A number of pathogenic bacteria adopt an intracellular lifestyle to escape extracellular immune responses and replicate within a protected niche. One such species is Salmonella Typhimurium, which is capable of invading epithelial cells and replicating within a host-derived membrane vacuole. Bacteria that escape from these Salmonella-containing vacuoles (SCVs) into the cytosol are captured by the autophagic pathway. Autophagy therefore represents a barrier to bacterial exploitation of the host cytosol, enabling the cell to sequester deleterious cargos within a double-membrane compartment termed the autophagosome. Following cargo capture, autophagosomes fuse with lysosomes to degrade their contents.

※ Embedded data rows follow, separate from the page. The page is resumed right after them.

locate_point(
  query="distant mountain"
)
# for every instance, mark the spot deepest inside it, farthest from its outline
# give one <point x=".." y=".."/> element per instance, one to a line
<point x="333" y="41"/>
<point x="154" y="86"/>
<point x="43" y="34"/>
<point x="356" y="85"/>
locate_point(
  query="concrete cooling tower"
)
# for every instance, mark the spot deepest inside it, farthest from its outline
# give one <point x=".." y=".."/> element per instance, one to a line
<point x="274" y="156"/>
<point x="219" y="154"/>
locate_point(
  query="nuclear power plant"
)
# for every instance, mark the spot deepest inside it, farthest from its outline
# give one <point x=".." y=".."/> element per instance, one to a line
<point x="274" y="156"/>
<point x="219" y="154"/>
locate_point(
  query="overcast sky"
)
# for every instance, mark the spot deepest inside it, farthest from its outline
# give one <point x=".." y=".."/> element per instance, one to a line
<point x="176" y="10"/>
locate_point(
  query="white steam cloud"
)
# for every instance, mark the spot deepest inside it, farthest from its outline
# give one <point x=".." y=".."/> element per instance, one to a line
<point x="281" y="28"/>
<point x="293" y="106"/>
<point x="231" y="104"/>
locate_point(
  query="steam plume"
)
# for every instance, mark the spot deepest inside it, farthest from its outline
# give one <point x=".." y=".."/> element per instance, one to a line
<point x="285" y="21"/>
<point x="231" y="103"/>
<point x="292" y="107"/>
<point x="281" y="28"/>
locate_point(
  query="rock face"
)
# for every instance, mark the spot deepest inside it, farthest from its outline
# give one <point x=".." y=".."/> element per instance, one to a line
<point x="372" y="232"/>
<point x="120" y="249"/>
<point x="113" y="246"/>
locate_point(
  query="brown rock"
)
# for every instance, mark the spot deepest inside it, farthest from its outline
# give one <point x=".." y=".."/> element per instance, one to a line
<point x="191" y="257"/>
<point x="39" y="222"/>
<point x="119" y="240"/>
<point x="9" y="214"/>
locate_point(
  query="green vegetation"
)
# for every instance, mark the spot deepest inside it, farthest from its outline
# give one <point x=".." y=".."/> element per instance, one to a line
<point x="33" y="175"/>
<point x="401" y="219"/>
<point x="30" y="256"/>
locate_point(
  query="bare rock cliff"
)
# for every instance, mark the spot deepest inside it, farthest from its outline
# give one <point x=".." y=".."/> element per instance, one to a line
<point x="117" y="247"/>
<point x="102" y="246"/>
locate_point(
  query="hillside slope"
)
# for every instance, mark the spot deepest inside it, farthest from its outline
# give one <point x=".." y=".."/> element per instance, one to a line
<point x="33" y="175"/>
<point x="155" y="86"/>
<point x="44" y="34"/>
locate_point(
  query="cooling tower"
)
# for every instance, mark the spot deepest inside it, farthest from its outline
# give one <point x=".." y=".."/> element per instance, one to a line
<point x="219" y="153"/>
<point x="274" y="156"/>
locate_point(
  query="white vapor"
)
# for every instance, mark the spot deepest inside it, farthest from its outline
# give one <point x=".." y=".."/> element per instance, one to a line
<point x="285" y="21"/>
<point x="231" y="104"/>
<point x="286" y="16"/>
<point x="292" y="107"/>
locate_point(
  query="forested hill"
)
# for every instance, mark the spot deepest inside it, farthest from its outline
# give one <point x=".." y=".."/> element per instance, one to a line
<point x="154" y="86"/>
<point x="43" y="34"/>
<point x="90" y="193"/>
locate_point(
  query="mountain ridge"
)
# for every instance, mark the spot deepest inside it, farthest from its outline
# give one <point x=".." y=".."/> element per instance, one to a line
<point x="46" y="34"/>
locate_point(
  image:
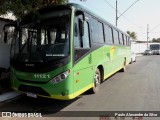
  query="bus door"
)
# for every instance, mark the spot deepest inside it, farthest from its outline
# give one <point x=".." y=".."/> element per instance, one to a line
<point x="83" y="71"/>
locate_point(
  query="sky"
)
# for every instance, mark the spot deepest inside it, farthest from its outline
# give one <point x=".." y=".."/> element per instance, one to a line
<point x="135" y="19"/>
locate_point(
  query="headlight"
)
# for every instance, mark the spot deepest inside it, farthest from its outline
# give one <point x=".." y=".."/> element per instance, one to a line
<point x="60" y="77"/>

Autophagic capture of bacteria occurs via at least two known routes. The first is a ubiquitin-dependent process in which bacteria are surrounded by a coat of polyubiquitin. The ubiquitinated coat is bound by ubiquitin interacting autophagy adaptor proteins (e.g., NDP52 and p62), resulting in recruitment of autophagic machinery (Shaid et al., 2012). The second route is ubiquitin independent and relies on production of diacylglycerol (DAG) in membranes surrounding the bacteria (Shahnazari et al., 2010). The signals and adaptor proteins involved in this pathway are yet to be fully defined. In the case of S. Typhimurium, the ubiquitin-dependent pathway dominates under most conditions (Shahnazari et al., 2010). Recently, a role for galectin-8 in sensing vacuolar damage induced by S. Typhimurium was discovered (Thurston et al., 2012). The authors propose a model whereby the autophagy adaptor protein NDP52 is recruited by galectin-8 in a transient fashion to damaged vacuoles, but persistence of NDP52 localization requires ubiquitination (Thurston et al., 2012). These data indicate that ubiquitination plays a key role in marking cytosol-exposed bacteria for autophagy.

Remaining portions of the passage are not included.